Following the political developments in South Korea and martial laws being put in place and then revoked, the Samsung stock is under heavy selling pressure. How do you expect global investors to react in the short term? Could this spark a broader risk aversion in emerging markets?
Ajay Bagga: The Korean exchange has said they will function as normal. The party leader of the president has opposed this on a Facebook post and the defence minister has called for the military. So, we really do not know what is happening right now. It actually came out of the blue. There have been political wranglings on the budget and this is a minority government which would not survive a floor test. So, overall, it is a very big surprise and I am sure the allies of South Korea from Japan to Europe are working on the back channels to see how this situation can be diffused. It is not a dictatorial country. It is a very strong democracy standing up to its communist neighbours. So, it is very critical that democracy is protected.
In terms of risk assets, there is an impact. South Korea is a big part of the global supply chain and anything disruptive would see a fair bit of risk off happening. But again, the democratic institutions are strong enough and the army will really not intervene out of the blue like this, that is the best scenario we can have. There is a big US military presence in South Korea as well. There’s a very strong treaty in place and I’m sure telephones are being worked on right now.
South Korea is a critical hub for semiconductors and tech supply chains. How vulnerable are global tech markets to prolonged political instability?
Ajay Bagga: Firstly, my assessment is that the president will be on his way out because the ruling party, as well as the opposition, the Democratic Party, both have come together against martial law. This is unheard of in a democracy where they are putting media controls, where political expression is being curbed and emergency has been declared, martial law has been declared. It would not stay for too long, that is the assessment right now that the markets are making, that this is a transient phase. A change of government that will come through. Perhaps you will need one more election to be called and with a caretaker president in place. We are hoping that this does not get prolonged.

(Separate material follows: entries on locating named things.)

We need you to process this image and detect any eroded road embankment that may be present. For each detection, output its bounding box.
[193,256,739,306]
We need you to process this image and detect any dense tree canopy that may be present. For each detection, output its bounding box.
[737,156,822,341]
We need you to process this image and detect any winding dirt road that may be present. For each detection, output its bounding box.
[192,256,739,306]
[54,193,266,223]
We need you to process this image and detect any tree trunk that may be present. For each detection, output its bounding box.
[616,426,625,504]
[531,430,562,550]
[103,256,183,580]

Korea is a big supplier, both of high-end technology and tertiary technology. Its two biggest trading partners are the US and China. So, a lot of the finished high-end Chinese goods depend on tertiary Korean goods, as do finished Japanese goods. So, it is a big part of the global electronics, semiconductors, high-end value chain. There will be some amount of disruption, but the sentiment is the bigger issue. We were seeing better sentiment with the Israel-Hezbollah 60-day ceasefire. We were seeing better sentiment with Ukraine talking about truce and putting some conditions. But definitely everybody is talking about a stop to that shooting war. So that risk-on could move to risk-off very fast if this crisis deepens or continues.

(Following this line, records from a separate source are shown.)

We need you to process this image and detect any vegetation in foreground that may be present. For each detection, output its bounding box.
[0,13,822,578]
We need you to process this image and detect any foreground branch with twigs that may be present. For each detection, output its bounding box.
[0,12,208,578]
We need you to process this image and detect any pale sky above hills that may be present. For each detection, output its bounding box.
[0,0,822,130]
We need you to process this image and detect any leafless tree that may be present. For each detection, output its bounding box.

Right now, our assessment is it will not continue for too long and saner voices will prevail. Korea today could not withstand North Korea and China combined without the US might behind it. There are over 29,000 US soldiers in South Korea. The US nuclear umbrella protects South Korea from being overrun by the North Korean army. So, clearly the US will have a voice at the table and you can expect that diplomatic channels would be working on resolving this issue.We have seen geopolitical shocks. Historically, they drive investors to safe havens. Like the dollar, like gold, like treasuries. What are the immediate safe haven trends that you are observing or anticipating after this martial law was put in place in South Korea?

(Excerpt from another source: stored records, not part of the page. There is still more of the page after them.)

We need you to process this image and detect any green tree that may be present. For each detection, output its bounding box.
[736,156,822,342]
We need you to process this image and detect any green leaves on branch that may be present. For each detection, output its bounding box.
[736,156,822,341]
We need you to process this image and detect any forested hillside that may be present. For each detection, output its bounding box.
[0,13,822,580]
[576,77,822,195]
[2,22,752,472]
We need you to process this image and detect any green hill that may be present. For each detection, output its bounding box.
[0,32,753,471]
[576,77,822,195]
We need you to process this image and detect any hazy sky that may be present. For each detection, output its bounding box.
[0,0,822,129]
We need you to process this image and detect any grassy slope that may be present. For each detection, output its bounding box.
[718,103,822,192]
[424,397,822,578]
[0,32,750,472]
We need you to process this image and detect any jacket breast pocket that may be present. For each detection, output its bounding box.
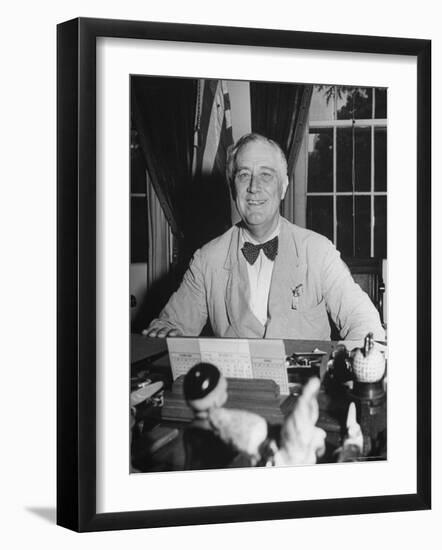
[289,299,330,340]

Ajay Bagga: So, you are spot on. I am expecting cryptos to go up, for example. I am expecting gold to go up. There will be a flight to safety. Both the yen and the dollar will get bought into. In US treasuries, you can expect the yields to go down. It is a very difficult world. Today we saw French yields reaching the Greece yield levels. We are seeing China borrowing at cheaper rates than Japan. We are expecting the Bank of Japan to come in and raise rates at its next meeting in the next fortnight. So, a lot of things were already moving for the markets apart from the year-end coming and profit booking, setting in tax years, ending in a lot of countries. All that was being factored in and we could have done without this, but safe haven buying will come in. I cannot see the US markets right now. Perhaps you can tell us how the US markets are reacting. But people will be taking out their contingency plans and those plans are quite robust because the probability of a North Korean horde attacking South Korea or a North Korean missile bombardment of South Korea is always factored in.
When I was working for foreign banks, you would never offshore functions into South Korea because you were so close to the North Korean and the Chinese borders, so that way there will be robust contingency plans for global business, but it will impact the risk sentiment. Hopefully this will be a short-lived move and we will see the US exerting some pressure to bring back sanity.
How does this situation in South Korea compare to any of the past political crises that we have seen in other developed economies? Are we likely to see a similar pattern of asset rotation, volatility?
Ajay Bagga: EMs have been seeing outflows and even the Korean markets have been seeing outflows this year. So, there will be a part going out. The other part is that ETFs are available. People will be shorting those ETFs to cover their exposure within Korea itself. That is why we are seeing these 5% moves on the ETFs. And there will be derivatives wrapped around these ETFs as well. But in a broad macro sense, there will be a flight to safety. So, US treasuries, US dollar, Japanese Yen, gold, and crypto will be rallying today.